Avant tout, les voyages avec les images, les couleurs, les émotions qui s'en dégagent. Ma culture artistique classique est aussi une source d'inspiration importante. J'ai appris l'histoire de l'art dans les musées en Italie. Mon scénographe de référence est Richard Peduzzi. Ma représentation des USA et de l'Asie nourrit aussi ma création. Mes autres ressources : la littérature française avec Marguerite Duras, la littérature japonaise (Haruki Murakami), le cinéma avec un réalisateur fétiche, Wong Kar-Wai ("In the mood for love"), tous les films en noir et blanc (ceux de Jean Carmet notamment), les polars… et la psychanalyse.
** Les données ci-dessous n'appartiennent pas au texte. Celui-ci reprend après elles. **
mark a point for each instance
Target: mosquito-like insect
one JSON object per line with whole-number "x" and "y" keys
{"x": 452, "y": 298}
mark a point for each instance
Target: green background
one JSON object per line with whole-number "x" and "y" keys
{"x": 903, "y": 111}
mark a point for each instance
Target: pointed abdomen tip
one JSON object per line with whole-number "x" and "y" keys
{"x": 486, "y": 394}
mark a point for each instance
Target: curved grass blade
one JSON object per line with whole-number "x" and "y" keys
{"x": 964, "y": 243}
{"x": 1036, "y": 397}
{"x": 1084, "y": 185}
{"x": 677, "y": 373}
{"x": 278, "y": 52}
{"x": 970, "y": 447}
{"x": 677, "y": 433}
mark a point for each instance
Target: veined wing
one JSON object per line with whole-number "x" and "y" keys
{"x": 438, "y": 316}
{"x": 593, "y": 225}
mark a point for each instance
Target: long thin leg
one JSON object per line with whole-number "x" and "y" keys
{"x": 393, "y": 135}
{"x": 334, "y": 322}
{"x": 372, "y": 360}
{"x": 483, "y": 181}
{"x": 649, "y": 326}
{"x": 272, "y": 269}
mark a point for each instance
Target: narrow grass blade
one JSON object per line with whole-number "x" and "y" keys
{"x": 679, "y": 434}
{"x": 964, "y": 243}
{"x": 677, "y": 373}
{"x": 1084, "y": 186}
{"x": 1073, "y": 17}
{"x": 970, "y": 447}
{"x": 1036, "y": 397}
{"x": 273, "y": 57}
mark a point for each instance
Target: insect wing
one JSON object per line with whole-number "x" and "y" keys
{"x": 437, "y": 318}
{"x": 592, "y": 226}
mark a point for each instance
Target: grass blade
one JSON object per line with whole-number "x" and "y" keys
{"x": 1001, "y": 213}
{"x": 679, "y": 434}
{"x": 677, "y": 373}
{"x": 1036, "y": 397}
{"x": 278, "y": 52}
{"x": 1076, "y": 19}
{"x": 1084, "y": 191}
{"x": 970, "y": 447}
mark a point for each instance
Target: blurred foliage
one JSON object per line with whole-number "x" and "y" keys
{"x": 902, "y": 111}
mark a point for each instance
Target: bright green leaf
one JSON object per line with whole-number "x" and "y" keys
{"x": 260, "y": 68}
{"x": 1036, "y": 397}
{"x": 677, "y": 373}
Cécile Léna, Scénographe à Bordeaux.

Sur quel projet travailles-tu en ce moment… et lequel rêves-tu de réaliser ?

C'est un projet porté par le CREAC à Bègles. J'ai carte blanche pour créer un spectacle immersif dans une caravane sur le thème du cirque contemporain. Cette création a tout son sens, elle est la suite du projet "Free Ticket – Km 0". Elle parle du non-renoncement. La création sortira à l'automne prochain.

Parmi tous les projets en tête, j'aimerais réaliser "Les toits du monde", une création jeune public. L'enfant déambulerait dans une immense pièce peuplée de tous les toits du monde. En posant sur chaque toit un chat noir fabriqué par ses soins, il écouterait son histoire. Une manière de célébrer notre planète et cette diversité si magnifique.

En attendant de réaliser celui-ci, j'ai un autre rêve, celui de voir mes créations diffusées plus largement !

Un lieu où tu aimes te retrouver, te ressourcer ?

Luang Prabang au Laos. Je vais prochainement m'y rendre pour travailler sur un projet d'hôtel.

Cécile Léna, Scénographe à Bordeaux.
Cécile Léna, Scénographe à Bordeaux.

Un morceau que tu aimerais nous faire écouter ?

Adriano Viterbini "Sleepwalk" du blues contemporain.

Des personnalités artistiques à nous faire découvrir ?

Pierre Renollet, peintre, ancien directeur de l'école de Condé Créasud. On s'est retrouvé par hasard 25 ans après. Didier Delahais, auteur, Jean-Pascal Pracht, créateur lumière… une personnalité de l'ombre et Carl Carniato, réalisateur.

Cécile Léna, Scénographe à Bordeaux.